Survey Instruments and Documentation
  • Race and ethnicity variables originating from the screener are located on the second page of the Household Screener. Questions concerning the ethnicity of the respondent are included in the "Family Background" section (Section 1) of the 1979 questionnaire. Interviewer remarks regarding race are located in the final section ("Interviewer's Remarks") of each questionnaire. Immigration questions are located in Section 13, "Immigration," of the 1990 questionnaire.
  • For further information on the coding of race and ethnicity in the Household Screener, see the 1978 Household Screener and Interviewer's Reference Manual (NORC 1978). Those needing additional information on coding procedures should request a copy of a NORC memo dated 10/4/78 available from NLS User Services.
Areas of Interest
  • 'Birthplace (Country and State) of R's Mother/Father' and 'Birthplace (Country) of Father's Father' are available in "Geocode 1979" (on the Geocode CD) areas of interest. 

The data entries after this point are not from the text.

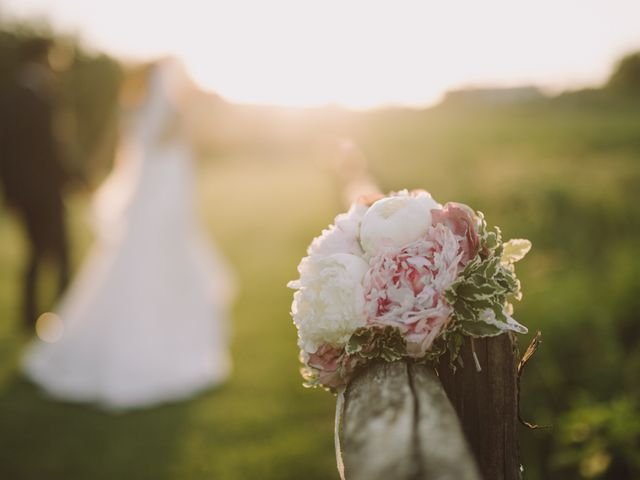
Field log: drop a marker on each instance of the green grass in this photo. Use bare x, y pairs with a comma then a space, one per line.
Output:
566, 177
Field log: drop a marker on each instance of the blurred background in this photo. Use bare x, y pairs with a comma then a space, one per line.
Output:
528, 112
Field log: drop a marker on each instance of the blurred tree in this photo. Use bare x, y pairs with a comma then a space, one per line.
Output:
626, 76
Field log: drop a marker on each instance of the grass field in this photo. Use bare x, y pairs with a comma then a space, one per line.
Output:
566, 176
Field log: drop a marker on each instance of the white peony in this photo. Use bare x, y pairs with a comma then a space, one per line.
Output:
329, 304
342, 236
396, 221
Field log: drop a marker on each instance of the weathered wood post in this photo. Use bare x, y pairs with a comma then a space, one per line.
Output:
395, 422
487, 403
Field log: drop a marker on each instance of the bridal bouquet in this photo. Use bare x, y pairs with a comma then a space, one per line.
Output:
401, 277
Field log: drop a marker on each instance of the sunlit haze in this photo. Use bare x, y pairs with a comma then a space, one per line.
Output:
356, 53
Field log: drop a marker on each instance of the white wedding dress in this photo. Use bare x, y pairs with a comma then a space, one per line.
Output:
145, 319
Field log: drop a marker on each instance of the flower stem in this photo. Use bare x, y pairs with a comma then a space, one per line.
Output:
475, 357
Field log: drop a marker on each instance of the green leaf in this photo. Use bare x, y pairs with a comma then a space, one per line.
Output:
514, 250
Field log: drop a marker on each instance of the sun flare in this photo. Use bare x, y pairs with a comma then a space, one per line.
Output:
358, 54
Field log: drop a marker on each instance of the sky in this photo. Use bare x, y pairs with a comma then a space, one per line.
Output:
359, 54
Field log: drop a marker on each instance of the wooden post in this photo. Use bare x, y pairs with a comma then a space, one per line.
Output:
487, 403
395, 422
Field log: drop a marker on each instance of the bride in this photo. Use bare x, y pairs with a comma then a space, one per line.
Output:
145, 319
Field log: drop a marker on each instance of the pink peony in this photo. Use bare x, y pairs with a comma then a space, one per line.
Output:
463, 222
333, 365
404, 288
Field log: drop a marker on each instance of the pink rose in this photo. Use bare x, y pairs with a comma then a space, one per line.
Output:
463, 222
404, 288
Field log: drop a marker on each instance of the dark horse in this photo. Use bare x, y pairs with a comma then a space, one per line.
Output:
30, 169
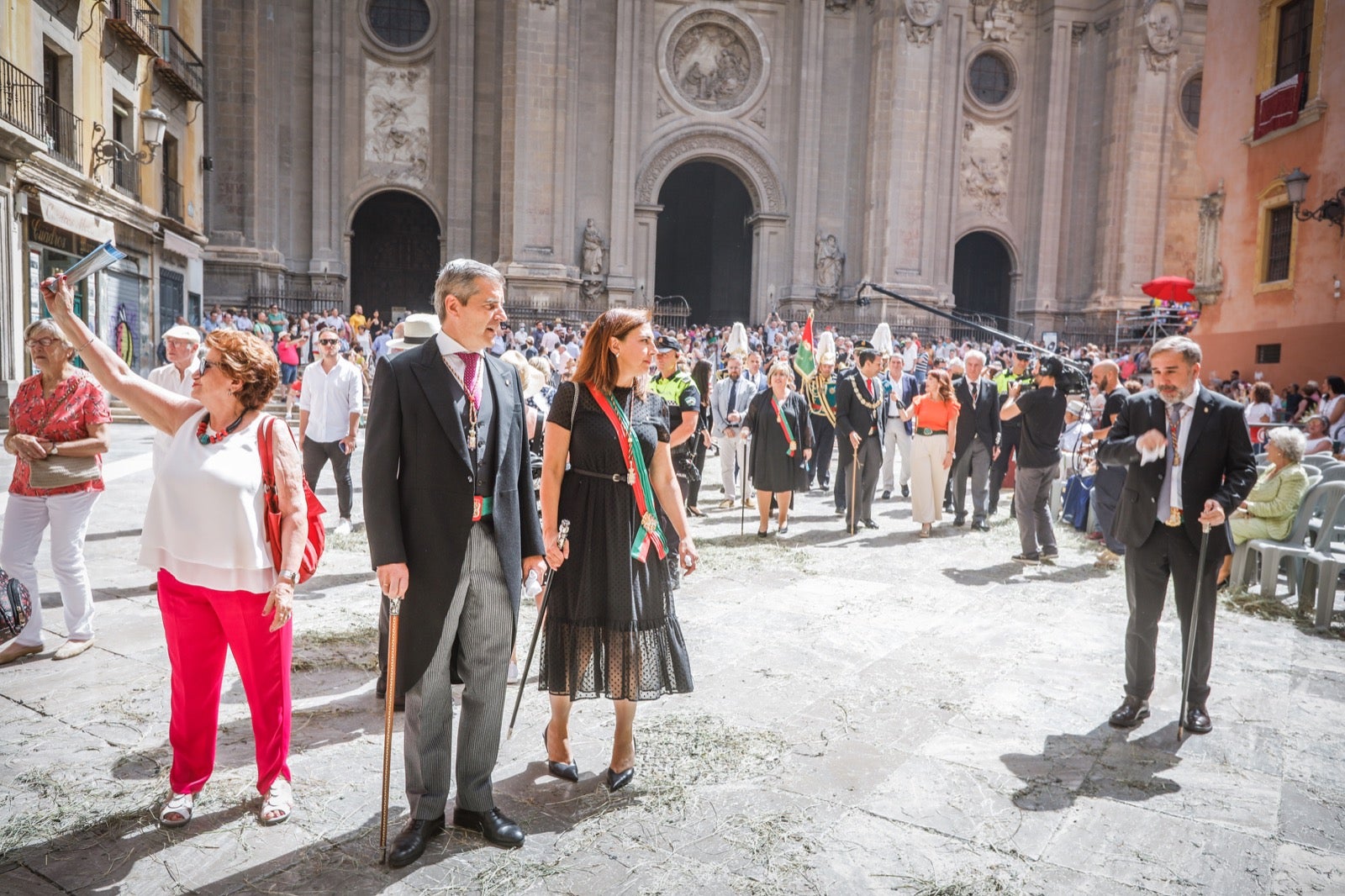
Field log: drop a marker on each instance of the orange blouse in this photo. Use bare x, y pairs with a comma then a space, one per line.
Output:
931, 414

  • Race and ethnicity variables are included in the following areas of interest: 'Racial/Ethnic Cohort from Screener' is a "Common" variable. Ethnicity variables originating from the 1979 interview as well as all immigration variables have been placed in the "Family Background" area of interest. The interviewer's remarks variables are located in "Interviewer Remarks." Race variables for household members originating from the 1978 household screening are located in "Misc. 1979."  'Current Residence In "Misc. xxxx."